Today’s passage is Luke 6:1–12 (NRSV):

The Question about the Sabbath

One sabbath while Jesus was going through the grainfields, his disciples plucked some heads of grain, rubbed them in their hands, and ate them. But some of the Pharisees said, “Why are you doing what is not lawful on the sabbath?” Jesus answered, “Have you not read what David did when he and his companions were hungry? He entered the house of God and took and ate the bread of the Presence, which it is not lawful for any but the priests to eat, and gave some to his companions?”Then he said to them, “The Son of Man is lord of the sabbath.”

The Man with a Withered Hand

On another sabbath he entered the synagogue and taught, and there was a man there whose right hand was withered. The scribes and the Pharisees watched him to see whether he would cure on the sabbath, so that they might find an accusation against him. Even though he knew what they were thinking, he said to the man who had the withered hand, “Come and stand here.” He got up and stood there. Then Jesus said to them, “I ask you, is it lawful to do good or to do harm on the sabbath, to save life or to destroy it?” 10 After looking around at all of them, he said to him, “Stretch out your hand.” He did so, and his hand was restored. 11 But they were filled with fury and discussed with one another what they might do to Jesus.

12 Now during those days he went out to the mountain to pray; and he spent the night in prayer to God.

The word sabbath means “rest.” We often understand rest as simply not doing something: not working, or perhaps not doing anything. What Jesus does in this passage, however, points to something else. Rest is more than the lack of something; it is, rather, a change in what we do and how we think. Both these changes benefit humans, and ultimately God is honored by them.

There’s a nineteenth-century anecdote I once read about a poor boy who had to turn a wheel all day at his job. A woman asked him, “Don’t you get tired? What do you do when you get tired?” He replied, “I take the other hand.”1 The point of the story is that a change in activities gives rest; rest can be active, not passive. Sabbath rest is beneficial not just because it gives the opportunity for a little extra time to do nothing, perhaps a little extra sleep—it’s also because it gives our lives balance. Work needs to be put in its proper place in our lives. It must come after God; it must also come after our relationships with others. God has certainly given us work as an integral part of our life; as the Teacher in the book of Ecclesiastes says, “This is what I have seen to be good: it is fitting to eat and drink and find enjoyment in all the toil with which one toils under the sun the few days of the life God gives us; for this is our lot” (Ecc 5:18).
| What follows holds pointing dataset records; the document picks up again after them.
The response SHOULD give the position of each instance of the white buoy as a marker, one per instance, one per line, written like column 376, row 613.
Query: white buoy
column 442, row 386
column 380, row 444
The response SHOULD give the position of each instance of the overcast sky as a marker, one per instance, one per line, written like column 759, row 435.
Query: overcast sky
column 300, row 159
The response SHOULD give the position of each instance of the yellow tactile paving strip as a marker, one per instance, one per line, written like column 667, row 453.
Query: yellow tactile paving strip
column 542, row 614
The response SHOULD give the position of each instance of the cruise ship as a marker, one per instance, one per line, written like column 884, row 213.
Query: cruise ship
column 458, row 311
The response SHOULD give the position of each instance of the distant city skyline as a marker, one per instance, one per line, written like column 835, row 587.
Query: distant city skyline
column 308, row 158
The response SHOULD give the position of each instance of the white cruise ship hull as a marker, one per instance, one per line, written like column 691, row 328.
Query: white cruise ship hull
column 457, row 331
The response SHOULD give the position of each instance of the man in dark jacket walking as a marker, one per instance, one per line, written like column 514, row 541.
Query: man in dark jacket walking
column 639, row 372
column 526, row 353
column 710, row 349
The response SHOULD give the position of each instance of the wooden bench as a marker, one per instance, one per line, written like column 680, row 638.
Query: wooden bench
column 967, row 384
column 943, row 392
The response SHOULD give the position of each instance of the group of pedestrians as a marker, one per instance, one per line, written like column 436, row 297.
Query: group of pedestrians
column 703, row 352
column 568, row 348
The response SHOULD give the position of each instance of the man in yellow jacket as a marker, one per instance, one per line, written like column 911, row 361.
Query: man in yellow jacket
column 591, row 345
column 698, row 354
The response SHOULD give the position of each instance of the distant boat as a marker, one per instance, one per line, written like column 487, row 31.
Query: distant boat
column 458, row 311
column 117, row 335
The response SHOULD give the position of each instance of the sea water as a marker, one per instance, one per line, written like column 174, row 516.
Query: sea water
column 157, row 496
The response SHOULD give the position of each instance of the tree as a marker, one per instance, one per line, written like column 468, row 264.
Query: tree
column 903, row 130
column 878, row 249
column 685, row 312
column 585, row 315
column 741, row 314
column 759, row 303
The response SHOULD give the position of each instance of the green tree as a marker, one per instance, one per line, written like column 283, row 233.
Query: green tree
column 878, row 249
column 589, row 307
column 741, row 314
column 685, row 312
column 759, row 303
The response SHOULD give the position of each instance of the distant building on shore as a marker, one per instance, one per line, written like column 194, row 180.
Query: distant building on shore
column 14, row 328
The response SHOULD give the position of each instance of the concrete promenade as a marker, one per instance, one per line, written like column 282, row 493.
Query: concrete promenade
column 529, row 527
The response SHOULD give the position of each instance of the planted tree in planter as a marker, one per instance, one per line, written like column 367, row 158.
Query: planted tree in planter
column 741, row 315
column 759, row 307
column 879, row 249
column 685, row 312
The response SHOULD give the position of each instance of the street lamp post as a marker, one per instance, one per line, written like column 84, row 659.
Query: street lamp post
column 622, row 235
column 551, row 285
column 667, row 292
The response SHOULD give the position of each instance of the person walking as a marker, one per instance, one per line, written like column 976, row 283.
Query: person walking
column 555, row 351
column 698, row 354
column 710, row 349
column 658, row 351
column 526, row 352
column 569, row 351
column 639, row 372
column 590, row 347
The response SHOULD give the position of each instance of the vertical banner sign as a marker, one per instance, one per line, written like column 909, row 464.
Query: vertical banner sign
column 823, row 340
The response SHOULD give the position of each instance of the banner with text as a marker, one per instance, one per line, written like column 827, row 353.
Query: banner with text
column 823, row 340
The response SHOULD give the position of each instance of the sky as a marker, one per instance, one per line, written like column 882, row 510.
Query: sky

Nevertheless, work which usurps God and our neighbor is harmful to our spiritual state.

“The sabbath was made for humankind, and not humankind for the sabbath,” Jesus says (Mk 2:27). The sabbath is supposed to be beneficial for humans, and I think its benefits are both for ourselves and for others. When Jesus “breaks” the sabbath by plucking and eating grain (which he also shares with his hungry companions), he is doing something that is beneficial for himself. And when Jesus heals on the sabbath, he is using the time set apart from work to do good to others. I don’t even think that these actions are exceptions to the rule of not working on the sabbath, as if these things would be forbidden if it weren’t for the fact that they are “works of necessity or mercy.”2 “The sabbath was made for humankind,” and Jesus’s actions perfectly exemplify the good for us and our neighbor that should result from observing it.

Sabbath, as it’s described in Luke, refers to a day in the week set apart to be without work. I do find that such a weekly practice is very important for me in putting work in its proper place in my life. But it’s not the only thing which aids in my pursuit of balance. Public and private worship, personal reflection, deep conversations, and fun activities—throughout the week, not partitioned into the weekend only—all help me feel at peace with myself and God. This Lent for me has been a time to be conscious of this sabbath rest in a broader sense. As I pursue daily rest in God’s grace, I want to allow his goodness to overflow as a result: in my sense of his presence, and in my life as I interact with others.

I want to close with this stanza from a hymn by Isaac Watts:

Sweet is the day of sacred rest;
No mortal cares shall seize my breast.
Oh, may my heart in tune be found,
Like David’s harp of solemn sound.

May our hearts, having found rest in God, be always in tune. Amen.

Micah Walter is a first-year graduate student in music.

  1. Harvey Newcomb, How to Be a Man and How to Be a Lady (1847) Chapter 23
  2. Westminster Shorter Catechism (1647), answer 60.